伊勢新聞

2023年1月9日(月)

▼正月行事の一つ、どんど焼きが7日、津市久居元町の川併神社であった。小正月(15日)に年神様を送るしきたりとされるが、どんど焼きの起源とされる平安時代の創祀の同神社は7日と15日に古くから行ってきたという。7日と認識してきた頭がホッとする

▼宮司と地区総代がはらいの儀式後、直径約4メートルのどんど場に火入れして、地域の人らが正月飾りをたき上げた。写真で見る限り、火のいきおいは強く壮観だ。15日に催す護國神社(津市)の案内に「廃棄物処理法で例外的に認められた風俗習慣上また宗教上の行事」

▼「正月飾り・古いお札・お守り等以外のものは燃やすことができません」。
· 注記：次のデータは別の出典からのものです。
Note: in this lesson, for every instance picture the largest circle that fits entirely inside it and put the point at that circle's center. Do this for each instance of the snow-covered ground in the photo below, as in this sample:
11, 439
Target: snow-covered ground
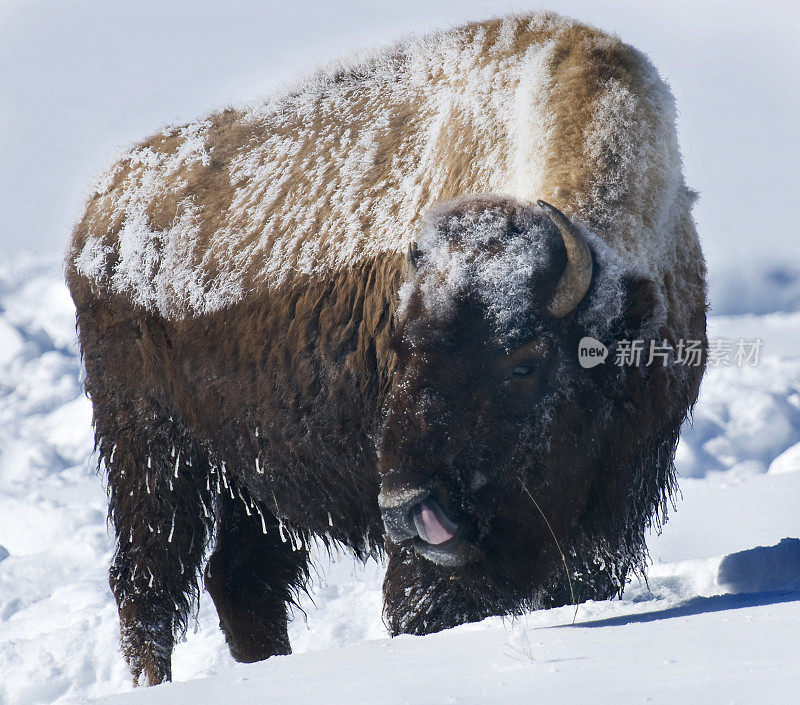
717, 623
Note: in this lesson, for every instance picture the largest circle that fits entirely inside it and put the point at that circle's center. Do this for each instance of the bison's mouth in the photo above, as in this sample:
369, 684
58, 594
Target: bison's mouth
436, 536
432, 524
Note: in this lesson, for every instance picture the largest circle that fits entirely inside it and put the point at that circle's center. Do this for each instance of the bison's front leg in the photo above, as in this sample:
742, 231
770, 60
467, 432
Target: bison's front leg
252, 576
158, 490
420, 597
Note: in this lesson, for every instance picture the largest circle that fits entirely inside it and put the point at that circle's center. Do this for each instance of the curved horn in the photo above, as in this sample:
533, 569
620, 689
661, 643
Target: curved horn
575, 280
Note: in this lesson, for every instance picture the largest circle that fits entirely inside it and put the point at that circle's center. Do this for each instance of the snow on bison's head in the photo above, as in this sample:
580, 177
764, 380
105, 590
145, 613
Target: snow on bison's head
496, 439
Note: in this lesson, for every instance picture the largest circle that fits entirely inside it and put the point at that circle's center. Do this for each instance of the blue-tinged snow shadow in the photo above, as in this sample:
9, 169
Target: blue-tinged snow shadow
760, 576
695, 606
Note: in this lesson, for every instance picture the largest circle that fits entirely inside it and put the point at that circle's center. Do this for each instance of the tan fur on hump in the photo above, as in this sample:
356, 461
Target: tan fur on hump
341, 169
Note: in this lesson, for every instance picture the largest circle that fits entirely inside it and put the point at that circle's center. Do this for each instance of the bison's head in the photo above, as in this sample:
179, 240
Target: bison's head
490, 412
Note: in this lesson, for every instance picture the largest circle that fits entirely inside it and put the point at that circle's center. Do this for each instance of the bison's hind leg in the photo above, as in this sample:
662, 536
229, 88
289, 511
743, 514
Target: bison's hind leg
253, 575
160, 510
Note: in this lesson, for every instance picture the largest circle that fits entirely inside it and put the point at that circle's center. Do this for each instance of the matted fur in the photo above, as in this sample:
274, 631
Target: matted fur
237, 283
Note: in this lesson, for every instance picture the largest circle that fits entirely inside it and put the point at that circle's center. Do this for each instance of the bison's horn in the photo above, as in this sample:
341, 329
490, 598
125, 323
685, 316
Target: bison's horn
412, 256
575, 280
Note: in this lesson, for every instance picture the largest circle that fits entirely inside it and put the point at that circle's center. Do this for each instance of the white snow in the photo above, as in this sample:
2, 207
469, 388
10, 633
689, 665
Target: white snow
716, 623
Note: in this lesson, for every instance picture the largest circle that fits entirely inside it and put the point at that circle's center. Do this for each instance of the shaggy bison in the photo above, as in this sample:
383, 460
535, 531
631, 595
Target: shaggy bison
341, 315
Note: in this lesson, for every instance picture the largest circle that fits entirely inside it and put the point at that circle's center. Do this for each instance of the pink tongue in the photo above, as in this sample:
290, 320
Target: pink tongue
434, 531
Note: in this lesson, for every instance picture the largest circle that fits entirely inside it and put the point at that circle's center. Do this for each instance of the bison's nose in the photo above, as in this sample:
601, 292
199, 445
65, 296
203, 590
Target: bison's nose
397, 512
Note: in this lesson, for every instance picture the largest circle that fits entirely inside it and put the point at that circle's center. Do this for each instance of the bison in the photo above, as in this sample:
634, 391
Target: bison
350, 314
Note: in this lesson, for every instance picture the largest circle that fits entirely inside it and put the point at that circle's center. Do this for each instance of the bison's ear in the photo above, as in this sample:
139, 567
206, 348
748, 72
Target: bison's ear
641, 302
412, 257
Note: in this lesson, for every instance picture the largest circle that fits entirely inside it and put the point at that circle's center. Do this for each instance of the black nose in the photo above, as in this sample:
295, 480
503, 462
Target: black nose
396, 511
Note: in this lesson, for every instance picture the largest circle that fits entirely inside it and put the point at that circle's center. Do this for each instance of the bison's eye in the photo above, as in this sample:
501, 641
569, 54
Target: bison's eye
524, 369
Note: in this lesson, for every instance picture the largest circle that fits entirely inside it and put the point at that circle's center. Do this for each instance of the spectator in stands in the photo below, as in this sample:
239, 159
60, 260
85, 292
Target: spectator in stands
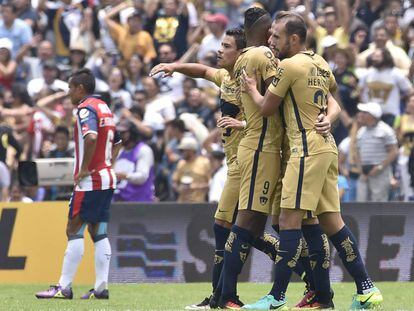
7, 65
130, 38
134, 74
382, 40
48, 81
4, 182
370, 11
64, 18
192, 177
171, 86
196, 105
377, 147
405, 133
26, 12
18, 194
120, 98
348, 162
15, 29
134, 167
385, 84
216, 24
61, 149
348, 90
219, 175
159, 109
169, 24
359, 39
45, 52
335, 25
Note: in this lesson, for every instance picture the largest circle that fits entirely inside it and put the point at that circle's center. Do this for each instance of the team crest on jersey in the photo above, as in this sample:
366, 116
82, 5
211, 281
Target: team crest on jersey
83, 113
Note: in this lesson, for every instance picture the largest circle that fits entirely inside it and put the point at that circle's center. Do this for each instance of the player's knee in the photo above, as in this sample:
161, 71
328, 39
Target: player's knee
99, 232
223, 223
74, 233
290, 219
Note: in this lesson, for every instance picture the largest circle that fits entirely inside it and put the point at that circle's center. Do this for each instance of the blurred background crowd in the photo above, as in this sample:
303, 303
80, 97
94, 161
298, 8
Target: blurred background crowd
172, 147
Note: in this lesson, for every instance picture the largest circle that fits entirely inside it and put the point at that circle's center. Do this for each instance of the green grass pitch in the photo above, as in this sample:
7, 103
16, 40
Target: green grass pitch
397, 295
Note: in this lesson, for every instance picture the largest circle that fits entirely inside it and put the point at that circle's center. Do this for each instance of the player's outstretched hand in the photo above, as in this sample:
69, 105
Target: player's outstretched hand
322, 125
229, 122
168, 69
248, 84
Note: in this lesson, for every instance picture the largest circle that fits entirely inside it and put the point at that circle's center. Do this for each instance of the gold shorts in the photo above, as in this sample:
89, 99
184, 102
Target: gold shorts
259, 172
311, 183
229, 199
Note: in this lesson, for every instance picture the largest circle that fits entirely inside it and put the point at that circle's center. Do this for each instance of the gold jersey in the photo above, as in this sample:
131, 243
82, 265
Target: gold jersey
262, 133
304, 81
229, 106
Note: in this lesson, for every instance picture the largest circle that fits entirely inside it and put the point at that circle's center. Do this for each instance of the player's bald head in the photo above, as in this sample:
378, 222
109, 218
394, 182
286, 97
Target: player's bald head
256, 20
294, 24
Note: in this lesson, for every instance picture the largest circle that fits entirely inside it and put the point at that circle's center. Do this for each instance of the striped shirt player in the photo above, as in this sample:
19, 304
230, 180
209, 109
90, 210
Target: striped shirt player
96, 144
94, 116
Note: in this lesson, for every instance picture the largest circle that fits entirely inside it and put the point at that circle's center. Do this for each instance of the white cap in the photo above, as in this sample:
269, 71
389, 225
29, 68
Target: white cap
6, 43
328, 41
372, 108
188, 143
ゴミを持ち込む罰当たりはいないと思うが、おさい銭を懐にする神職もいる時代。注意するのにこしたことはない。「等」は何を意味するか。妙に俗世界に引き戻される気持ちにな

▼初詣でしたいつもの神社で終夜燃やすたき火の規模が小さくなっていた。柵が張られて、近づいてあたりにくい。「コロナで、人が立ち止まるのを避けたのかね」と、火守り番に聞いたら複雑な表情をした。リモート時代で、初詣もリモートで済ます人が増え、リアルに訪れる人は少なくなったのかも知れない

▼7日は五節句の「七草・人日」に当たる。人日は「人を占い、人を尊敬」する日。体の変調が起きやすい時期でもあり草がゆを食べる。秋の七草が観賞用なのに対し、春の七草は食用。古くは料理するまな板を7回たたき、外敵退散を願い、はやり歌を7回歌う

▼いずれも豊作の祈りに通じるが、当世風ではなくなっていく。